29 September 2017

The Atlantic: Is Saudi Arabia Really Changing?

Perhaps anticipating yesterday’s news, last week a Saudi cleric said that the ban on women driving should remain in place. He argued that women had only half the brainpower of men; when they went shopping, it was reduced to a quarter, he said. The uproar was instantaneous. The cleric was banned from preaching, though he probably still remains on the government payroll.

Saudi society traditionally venerates age and at least publicly respects Islamic preachers. But all this might be changing. The decision to remove the ban was nominally King Salman’s, but it is clear the driving force was his son, Crown Prince Muhammad bin Salman. The 32-year-old wunderkind is trying to transform the kingdom’s economy. His Vision 2030, a grand plan announced last year to bring the Saudi economy and society into the 21st century, envisages an economy with a broader industrial base less tied to oil. He also has a much less conservative view of social mores. Authorities allowed women to attend a celebration of Saudi Arabia’s Independence Day in a sports stadium this week. Part of his economic plan involves the development of tourist resorts along the Red Sea coast, a paradise for divers. The facilities will be built to “international standards,” a term widely interpreted as allowing not only gender-mixed bathing, but also bikinis and probably alcohol. [...]

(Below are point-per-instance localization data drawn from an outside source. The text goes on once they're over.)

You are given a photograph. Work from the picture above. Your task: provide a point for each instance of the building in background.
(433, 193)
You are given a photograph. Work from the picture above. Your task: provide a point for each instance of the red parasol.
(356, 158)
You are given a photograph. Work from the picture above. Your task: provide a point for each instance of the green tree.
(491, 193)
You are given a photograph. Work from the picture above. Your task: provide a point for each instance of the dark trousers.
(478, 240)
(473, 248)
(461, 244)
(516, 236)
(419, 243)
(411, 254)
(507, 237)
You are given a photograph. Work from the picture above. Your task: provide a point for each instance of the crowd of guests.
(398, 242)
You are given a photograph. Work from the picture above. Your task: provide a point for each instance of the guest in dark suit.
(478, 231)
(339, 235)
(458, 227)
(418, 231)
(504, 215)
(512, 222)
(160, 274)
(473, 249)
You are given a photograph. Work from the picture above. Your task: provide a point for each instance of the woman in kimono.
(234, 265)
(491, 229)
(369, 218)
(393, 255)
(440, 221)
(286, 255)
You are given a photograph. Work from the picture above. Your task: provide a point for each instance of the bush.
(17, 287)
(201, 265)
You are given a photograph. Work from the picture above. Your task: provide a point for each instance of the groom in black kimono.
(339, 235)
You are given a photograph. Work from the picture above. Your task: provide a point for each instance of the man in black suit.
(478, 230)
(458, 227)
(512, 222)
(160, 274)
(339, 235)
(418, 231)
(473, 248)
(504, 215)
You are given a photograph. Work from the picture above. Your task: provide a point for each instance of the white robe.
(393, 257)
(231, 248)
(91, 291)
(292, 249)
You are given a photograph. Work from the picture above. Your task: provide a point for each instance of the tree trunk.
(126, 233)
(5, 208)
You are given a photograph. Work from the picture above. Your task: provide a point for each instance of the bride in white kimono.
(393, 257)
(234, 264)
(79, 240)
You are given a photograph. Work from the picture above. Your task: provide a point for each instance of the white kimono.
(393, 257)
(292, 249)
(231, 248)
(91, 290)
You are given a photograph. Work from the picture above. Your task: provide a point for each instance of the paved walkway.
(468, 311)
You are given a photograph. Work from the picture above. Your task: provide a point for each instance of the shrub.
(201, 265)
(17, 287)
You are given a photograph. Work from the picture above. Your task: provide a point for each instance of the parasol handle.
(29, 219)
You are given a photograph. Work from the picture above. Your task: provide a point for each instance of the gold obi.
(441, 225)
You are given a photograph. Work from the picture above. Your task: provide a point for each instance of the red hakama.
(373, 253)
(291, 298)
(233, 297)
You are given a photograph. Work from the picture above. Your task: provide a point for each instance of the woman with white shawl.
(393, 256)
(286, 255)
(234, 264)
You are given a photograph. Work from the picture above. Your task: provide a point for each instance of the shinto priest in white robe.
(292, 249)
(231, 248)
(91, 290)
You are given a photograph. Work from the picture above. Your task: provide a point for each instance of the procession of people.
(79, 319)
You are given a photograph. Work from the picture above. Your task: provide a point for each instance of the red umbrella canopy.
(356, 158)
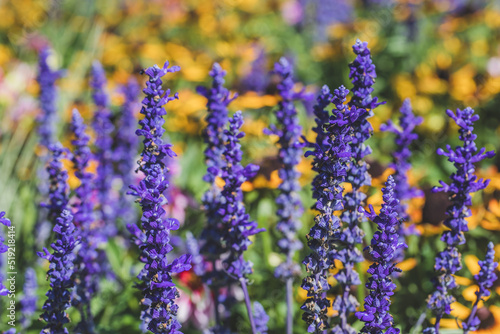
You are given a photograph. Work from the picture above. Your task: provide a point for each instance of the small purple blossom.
(289, 131)
(383, 249)
(89, 262)
(125, 150)
(405, 135)
(48, 97)
(261, 318)
(463, 184)
(332, 155)
(159, 291)
(3, 248)
(61, 268)
(485, 280)
(29, 298)
(237, 226)
(103, 128)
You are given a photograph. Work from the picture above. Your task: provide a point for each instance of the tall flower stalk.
(383, 249)
(405, 135)
(61, 268)
(103, 128)
(485, 280)
(153, 237)
(87, 265)
(29, 299)
(332, 156)
(125, 149)
(218, 99)
(290, 207)
(3, 249)
(362, 75)
(463, 184)
(237, 226)
(48, 98)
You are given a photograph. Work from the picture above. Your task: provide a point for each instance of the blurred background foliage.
(443, 54)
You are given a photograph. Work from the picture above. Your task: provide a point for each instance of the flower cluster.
(485, 280)
(218, 99)
(48, 96)
(362, 75)
(237, 227)
(61, 269)
(103, 128)
(332, 155)
(3, 248)
(30, 298)
(58, 183)
(261, 318)
(87, 264)
(383, 249)
(154, 237)
(289, 131)
(125, 150)
(463, 184)
(405, 135)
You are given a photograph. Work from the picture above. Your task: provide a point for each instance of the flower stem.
(289, 305)
(247, 302)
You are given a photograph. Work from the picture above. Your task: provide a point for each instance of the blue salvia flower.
(88, 264)
(332, 155)
(463, 184)
(159, 292)
(383, 249)
(3, 249)
(29, 299)
(257, 79)
(237, 227)
(261, 318)
(61, 268)
(485, 280)
(103, 128)
(193, 248)
(362, 75)
(48, 97)
(125, 150)
(218, 100)
(289, 131)
(290, 207)
(58, 185)
(405, 135)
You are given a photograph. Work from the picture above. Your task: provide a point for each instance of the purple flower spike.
(463, 184)
(261, 318)
(383, 249)
(103, 128)
(218, 99)
(332, 155)
(125, 151)
(238, 228)
(154, 240)
(401, 165)
(485, 279)
(29, 299)
(58, 192)
(290, 207)
(48, 96)
(289, 131)
(61, 269)
(89, 261)
(3, 248)
(362, 74)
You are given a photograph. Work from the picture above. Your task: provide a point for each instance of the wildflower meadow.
(250, 166)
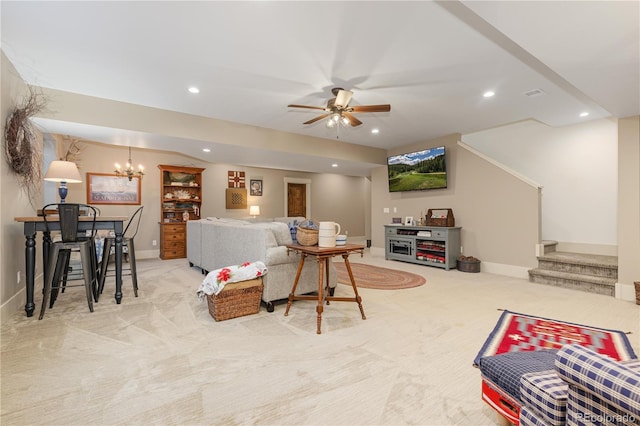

In reality, the driving ban has never been enforced 100 percent. Out in rural Saudi Arabia, tribal women have been driving for decades to look after animals and perform other farm chores. In the cities, expatriate compounds where many foreigners live have allowed women to drive, safe in the knowledge that the Saudi police, or worse still the religious police, are not allowed inside the gates. Saudi Aramco, the state oil company, has allowed women drivers inside its “little America”-style townships since the days when it was owned by American oil companies. [...]

The credit for the breakthrough may go to the crown prince, or MbS as he is known, but the ground has been well-prepared. Brave Saudi women have been tempting arrest in organized groups protests since at least the 1990s. In 2005, it was once again a live issue when Barbara Walters interviewed King Abdullah. “In time, I believe it will be possible. And I believe patience is a virtue,” he said. The brake at that time was identified as the now-dead Prince Nayef, then Abdullah’s interior minister and rival, who notoriously alleged that Jews had perpetrated the 9/11 attacks. Abdullah’s daughter, Princess Adela, was known to support women driving.